A single-camera system captures high-resolution 3D images in one shot
Although we live in a 3D world, most of the data we record and display is still in 1D or 2D formats. As a result, data from the third dimension, which is often important in aiding human judgments, cannot be stored. In many cases, the depth information that is lost when data is stored in 1D or 2D formats is critical for measuring an object's surface shape and profile, as well as perceiving its distance. To address these issues, researchers have been investigating methods of acquiring 3D information from objects and scenes for many years.1 There are several existing techniques for 3D measurements, including laser scanning techniques, and grating projection, stereo vision, and time-of-flight methods.
We introduce a prism/mirror optical setup to combine two stereo-view pairs into one image using a single digital camera. This 3D imaging technology combines structured light projection and stereo vision techniques in a unique way: it splits a single camera view into stereo vision, with an option to project a color-coded structure light onto the object using a synchronized flash light source, as shown in Figure 1.2,3 It achieves 3D imaging in a single flash of less than 1/100 of a second, and is therefore robust to object motion and changing environments. It is accurate down to 0.1mm in depth resolution. We have also developed advanced algorithms for generating 3D models fast and accurately.
Before it is used to capture data, the 3D camera is first calibrated. The calibration procedure calculates three external parameters: the rotation matrix R, the translation vector t, and the camera internal calibration matrix K. The parameters are further optimized by applying a bundle adjustment algorithm,4 which can be used to determine the optimal position of the camera and 3D data points during the capture process.
After the camera's internal parameters have been defined and set, the image can be rectified. The 3D point pairs are on the same parallel lines between two stereo image pairs, as shown in Figure 2. In this way, the stereo matching process shifts in only one dimension, saving time.
We have used the 3D imaging system to capture both live and static objects. A digital camera with a resolution of 5Mpixels was used, and single shots were taken for each image view. In addition to the hardware setup, software was implemented to calibrate the camera parameters, download the images from the digital camera via a USB link, reconstruct the 3D models, stitch the models together, and display them.
Figure 3 shows the 3D reconstruction of the face of a model. A color-coded grid pattern was flashed onto the surface as the camera captured the stereo image pair: see Figure 3(a). The software then reconstructed the 3D model with detailed facial features, as shown in Figure 3(b). Finally, smoothing of the surface, shown in Figure 3(c), gives a better visual appearance, but sacrifices the fine grain of the image.
The 3D camera has a resolution of 1.546mm/pixel, and a sub-pixel matching algorithm can be used in the 3D calculation, increasing the resolution between 1/3 and 1/10 of a pixel. The final minimum resolution is thus increased to 0.515mm, and the mean error is decreased to 0.17mm.
There are numerous potential applications for the system. Three-dimensional vision can be used to improve the robustness of object recognition, and our imaging technique enables real-time acquisition of 3D features and profiles that a regular 2D camera cannot achieve. A 3D model of a target gives complete information, including physical size, surface profile, illumination and shading, viewing angles, and distance information, that cannot be obtained using conventional imaging modalities.

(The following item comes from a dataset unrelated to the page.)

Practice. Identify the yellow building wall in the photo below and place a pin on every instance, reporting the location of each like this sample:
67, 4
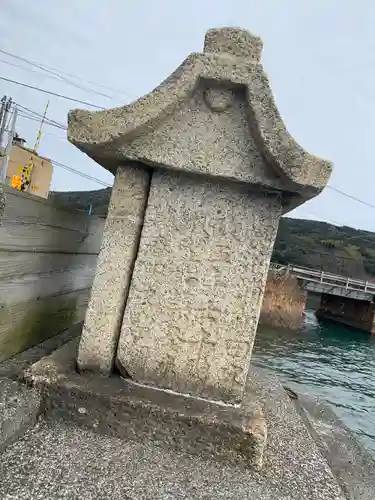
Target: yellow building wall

The system can be adapted to capture a 3D face model instead of a 2D mug shot. Figure 4 shows an example of an unwrapped texture map of a 3D head model. It can be used to register a medical patient's body with ultrasound, magnetic resonance or computed tomography imaging, or in plastic and reconstructive surgery for 3D modeling, simulation, visualization, and quantitative measurement of body parts. The technology also has potential in facial mask generation for noncontact burn patients, and can be used for industry applications such as machine vision, real-time 3D imaging and inspection, rapid prototyping, and modeling of machine parts.
The authors wish to thank Frank Wu and John J. Zhang for valuable input and software implementation.
Thomas Lu is a senior engineer at the Jet Propulsion Laboratory. He led the research and development of high-speed 3D imaging systems, hyperspectral image processing, and parallel optical processors. He has coauthored two book chapters and more than 50 professional papers, and has seven US patents and several international ones. In addition, in February of 1998 he was an organizer and co-chairman of the SPIE International Conference on Multidimensional Spectroscopy: Acquisition, Interpretation, and Automation in San Jose.
Tien-Hsin Chao is a principal scientist and group leader at the Jet Propulsion Laboratory. His research interests include optical and digital pattern recognition, neural network signal/image processing and applications, and development of hyperspectral Fourier transform imaging spectrometers and holographic data storage systems. A SPIE Fellow, he has published more than 80 technical papers and has organized and chaired the annual Optical Pattern Recognition Conference for SPIE since 1990.